Palmas para o marketing da FIFA.
Temos agora REPLAY.
Diante da corrupção universal no futebol.
Temos agora REPLAY.
Nelson Rodrigues se revira no túmulo.
Pois o REPLAY é burro, burrinho da silva.
Ou será que não, Nelson?
O que aconteceria caso o REPLAY existisse nas antigas Copas do Mundo?
Em 1938, teríamos visto o pontapé de Domingos da Guia.
Pontapé que aparece de soslaio nas gravações fascistas daquela Copa.
Em 1954, a Hungria teria empatado a final com Puskas.
Puskas que não estava impedido no minuto final.
1962 teria o Brasil de fora das quartas de final.
A esperteza de Nilton Santos punida.
O gol de bicicleta da Espanha validado.
A final de 66?
Nenhum REPLAY confirmaria se foi gol ou não de Hurst.
Justamente porque o REPLAY é burro.
Mas nesse caso haveria o recurso do smartwatch.
1970 teria revertida a marmelada do árbitro egípcio Aly Hussein Kandil.
Falta para El Salvador cobrada pelo México na cara de pau.
Isso se o Estádio Asteca permitisse.
Pois é, o futebol abraça a tecnologia finalmente.
Por força do marketing.
A medida é salutar e vai diminuir a sensação de injustiça do jogo.

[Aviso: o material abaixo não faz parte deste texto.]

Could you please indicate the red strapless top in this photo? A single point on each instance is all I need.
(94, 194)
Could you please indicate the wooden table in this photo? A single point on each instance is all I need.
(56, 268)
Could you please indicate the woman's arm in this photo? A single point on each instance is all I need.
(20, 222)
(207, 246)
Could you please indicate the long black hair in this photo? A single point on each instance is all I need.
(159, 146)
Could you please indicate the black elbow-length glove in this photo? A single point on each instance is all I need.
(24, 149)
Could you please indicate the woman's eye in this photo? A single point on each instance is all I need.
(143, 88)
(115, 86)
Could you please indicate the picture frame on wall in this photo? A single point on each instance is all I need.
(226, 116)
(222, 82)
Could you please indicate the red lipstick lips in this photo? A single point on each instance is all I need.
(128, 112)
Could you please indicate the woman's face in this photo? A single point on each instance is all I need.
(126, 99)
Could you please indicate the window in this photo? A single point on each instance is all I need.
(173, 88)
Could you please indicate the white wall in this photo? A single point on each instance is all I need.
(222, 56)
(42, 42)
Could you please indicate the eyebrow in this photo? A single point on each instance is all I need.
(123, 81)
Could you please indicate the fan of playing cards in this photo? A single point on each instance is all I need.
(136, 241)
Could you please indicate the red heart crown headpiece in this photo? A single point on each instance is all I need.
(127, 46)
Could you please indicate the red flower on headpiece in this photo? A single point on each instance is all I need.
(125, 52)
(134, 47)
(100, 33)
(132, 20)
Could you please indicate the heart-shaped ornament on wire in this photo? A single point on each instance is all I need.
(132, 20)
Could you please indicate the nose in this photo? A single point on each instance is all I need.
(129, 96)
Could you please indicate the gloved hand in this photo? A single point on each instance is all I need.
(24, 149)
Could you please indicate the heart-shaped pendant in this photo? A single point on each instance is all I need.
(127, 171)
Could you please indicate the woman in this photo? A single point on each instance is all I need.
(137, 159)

Aquela sensação de que nosso time perdeu com um gol de mão impedido na prorrogação.
O futebol vai parecer mais puro, mais inodoro, mais incolor.
A verdade absoluta será universal.
Júnior Baiano não vai se queixar da Noruega.
Trezentas mil câmeras vão apontar o mordomo.
Ou será que não?
Porque legal mesmo seria REPLAY nas salas atapetadas da FIFA.

Onde não entram smartwatches nem gol.